Many, but not all renewables, are more expensive than oil. Should oil’s tangible (see below) and intangible costs (DoD to protect our overseas oil supply lines, cost of national debt, etc.) be taken into consideration, the price differential may be somewhat smaller. Therefore, If judged on an apples-to-apples basis, renewables may make financial sense, leading to increased usage. Nevertheless, displacement of oil in our society, seems to be a political no no, especially when election time comes around the corner.

An article that ran last month in The New York Times, “Oil Companies Reap Billions From Subsidies,” by  David Kocieniewski, says it all, see

It’s for you to determine what’s truly real and what’s a smoke screen. The article points out:

“……….. an examination of the American tax code indicates that oil production is among the most heavily subsidized businesses, with tax breaks available at virtually every stage of the exploration and extraction process.”

” According to the most recent study by the Congressional Budget Office, released in 2005, capital investments like oil field leases and drilling equipment are taxed at an effective rate of 9 percent, significantly lower than the overall rate of 25 percent for businesses in general and lower than virtually any other industry.”

“And for many small and midsize oil companies, the tax on capital investments is so low that it is more than eliminated by various credits. These companies’ returns on those investments are often higher after taxes than before.”

“Efforts to curtail the tax breaks are likely to face fierce opposition in Congress; the oil and natural gas industry has spent $340 million on lobbyists since 2008, according to the nonpartisan Center for Responsive Politics, which monitors political spending.”

“We’re giving tax breaks to highly profitable companies to do what they would be doing anyway,” said Sima J. Gandhi, a policy analyst at the Center for American Progress, a liberal research organization. “That’s not an incentive; that’s a giveaway.”
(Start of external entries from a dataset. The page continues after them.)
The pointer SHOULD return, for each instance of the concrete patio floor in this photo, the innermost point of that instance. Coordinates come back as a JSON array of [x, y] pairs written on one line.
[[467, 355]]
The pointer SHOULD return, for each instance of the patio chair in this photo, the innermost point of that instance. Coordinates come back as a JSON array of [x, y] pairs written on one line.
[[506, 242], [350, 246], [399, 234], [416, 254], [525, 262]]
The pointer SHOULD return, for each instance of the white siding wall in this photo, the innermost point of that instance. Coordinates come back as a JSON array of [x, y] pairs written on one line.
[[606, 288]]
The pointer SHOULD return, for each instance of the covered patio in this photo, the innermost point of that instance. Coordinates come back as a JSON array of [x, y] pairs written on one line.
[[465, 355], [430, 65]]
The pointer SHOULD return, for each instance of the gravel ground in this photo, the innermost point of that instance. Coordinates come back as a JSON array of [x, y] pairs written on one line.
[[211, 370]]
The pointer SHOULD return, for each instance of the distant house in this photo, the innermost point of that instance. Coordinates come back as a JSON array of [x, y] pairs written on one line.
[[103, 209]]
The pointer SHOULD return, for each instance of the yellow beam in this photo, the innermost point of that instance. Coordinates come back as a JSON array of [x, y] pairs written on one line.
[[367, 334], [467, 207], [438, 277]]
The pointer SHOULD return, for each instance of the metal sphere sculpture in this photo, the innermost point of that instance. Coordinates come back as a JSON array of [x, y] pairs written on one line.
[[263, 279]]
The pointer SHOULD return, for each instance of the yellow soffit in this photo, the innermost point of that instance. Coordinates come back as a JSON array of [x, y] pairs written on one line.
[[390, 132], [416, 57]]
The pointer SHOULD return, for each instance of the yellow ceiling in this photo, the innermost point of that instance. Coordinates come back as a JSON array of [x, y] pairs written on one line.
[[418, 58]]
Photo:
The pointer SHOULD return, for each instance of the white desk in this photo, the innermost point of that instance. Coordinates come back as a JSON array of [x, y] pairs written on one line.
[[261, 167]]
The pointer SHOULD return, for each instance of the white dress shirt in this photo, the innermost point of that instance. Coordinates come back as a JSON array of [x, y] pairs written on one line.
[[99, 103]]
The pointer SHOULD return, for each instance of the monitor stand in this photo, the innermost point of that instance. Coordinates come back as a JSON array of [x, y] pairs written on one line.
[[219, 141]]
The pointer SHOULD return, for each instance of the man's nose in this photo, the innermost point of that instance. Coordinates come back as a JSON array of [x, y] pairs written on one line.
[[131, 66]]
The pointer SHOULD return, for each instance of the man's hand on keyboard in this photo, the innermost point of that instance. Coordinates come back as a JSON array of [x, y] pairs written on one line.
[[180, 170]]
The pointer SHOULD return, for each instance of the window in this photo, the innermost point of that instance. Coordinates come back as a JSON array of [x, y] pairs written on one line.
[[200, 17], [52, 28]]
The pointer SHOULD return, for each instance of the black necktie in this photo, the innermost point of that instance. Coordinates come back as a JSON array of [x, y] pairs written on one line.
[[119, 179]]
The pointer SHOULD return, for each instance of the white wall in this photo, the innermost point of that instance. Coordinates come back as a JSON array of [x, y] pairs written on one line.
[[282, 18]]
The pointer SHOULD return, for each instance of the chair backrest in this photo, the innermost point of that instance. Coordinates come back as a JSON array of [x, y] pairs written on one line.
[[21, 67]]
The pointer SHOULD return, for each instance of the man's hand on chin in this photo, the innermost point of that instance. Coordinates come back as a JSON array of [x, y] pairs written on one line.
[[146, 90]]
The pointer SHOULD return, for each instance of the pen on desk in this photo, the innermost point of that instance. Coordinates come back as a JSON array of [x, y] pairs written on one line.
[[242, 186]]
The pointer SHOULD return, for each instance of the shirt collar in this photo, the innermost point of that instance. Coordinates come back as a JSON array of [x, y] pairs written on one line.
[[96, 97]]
“Some of the tax breaks date back nearly a century, when they were intended to encourage exploration in an era of rudimentary technology, when costly investments frequently produced only dry holes. Because of one lingering provision from the Tariff Act of 1913, many small and midsize oil companies based in the United States can claim deductions for the lost value of tapped oil fields far beyond the amount the companies actually paid for the oil rights.”

“Other tax breaks were born of international politics. In an attempt to deter Soviet influence in the Middle East in the 1950s, the State Department backed a Saudi Arabian accounting maneuver that reclassified the royalties charged by foreign governments to American oil drillers. Saudi Arabia and others began to treat some of the royalties as taxes, which entitled the companies to subtract those payments from their American tax bills. Despite repeated attempts to forbid this accounting practice, companies continue to deduct the payments. The Treasury Department estimates that it will cost $8.2 billion over the next decade.”
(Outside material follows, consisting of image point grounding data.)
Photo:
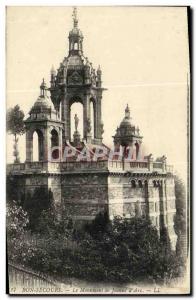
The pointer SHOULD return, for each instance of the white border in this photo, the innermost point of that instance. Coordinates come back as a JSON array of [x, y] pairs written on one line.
[[3, 4]]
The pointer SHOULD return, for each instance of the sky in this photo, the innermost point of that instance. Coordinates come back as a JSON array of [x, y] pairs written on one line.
[[143, 54]]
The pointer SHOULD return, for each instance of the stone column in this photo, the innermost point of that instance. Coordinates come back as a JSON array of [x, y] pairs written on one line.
[[47, 144], [98, 133], [163, 205], [86, 115], [65, 115], [29, 146]]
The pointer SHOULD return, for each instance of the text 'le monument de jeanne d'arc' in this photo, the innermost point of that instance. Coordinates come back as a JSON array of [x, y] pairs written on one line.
[[86, 176]]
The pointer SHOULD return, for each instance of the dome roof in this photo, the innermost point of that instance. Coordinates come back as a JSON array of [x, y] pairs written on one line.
[[75, 32], [126, 122], [75, 60], [43, 103]]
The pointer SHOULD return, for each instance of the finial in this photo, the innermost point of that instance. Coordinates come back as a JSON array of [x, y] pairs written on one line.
[[52, 71], [74, 15], [127, 112], [43, 88]]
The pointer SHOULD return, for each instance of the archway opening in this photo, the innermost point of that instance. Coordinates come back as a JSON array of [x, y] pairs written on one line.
[[77, 117], [54, 144], [137, 150], [92, 116], [38, 140]]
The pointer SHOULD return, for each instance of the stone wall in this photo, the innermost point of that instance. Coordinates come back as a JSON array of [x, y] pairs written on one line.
[[84, 195]]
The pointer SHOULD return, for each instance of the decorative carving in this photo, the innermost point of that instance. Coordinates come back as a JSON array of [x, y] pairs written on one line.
[[88, 125], [76, 122], [75, 79]]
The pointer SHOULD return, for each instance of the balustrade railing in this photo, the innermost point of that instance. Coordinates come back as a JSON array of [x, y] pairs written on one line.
[[89, 165]]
“Over the last 10 years, oil companies have also been aggressive in using foreign tax havens. Many rigs, like Deepwater Horizon, are registered in Panama or in the Marshall Islands, where they are subject to lower taxes and less stringent safety and staff regulations. American producers have also aggressively exploited the tax code by opening small offices in low-tax countries. A recent study by Martin A. Sullivan, an economist for the trade publication Tax Analysts, found that the five oil drilling companies that had undergone these “corporate inversions” had saved themselves a total of $4 billion in taxes since 1999.”

“Transocean — which has approximately 18,000 employees worldwide, including 1,300 in Houston and about a dozen in Zug, Switzerland — has saved $1.8 billion in taxes since moving overseas in 1999, the study found.”

“Despite the public anger at the gulf spill, it is far from certain that Congress will eliminate the tax breaks. As recently as 2005, when windfall profits for energy companies prompted even President George W. Bush — a former Texas oilman himself — to publicly call for an end to incentives, the energy bill he and Congress enacted still included $2.6 billion in oil subsidies. In 2007, after Democrats took control of Congress, a move to end the tax breaks failed.”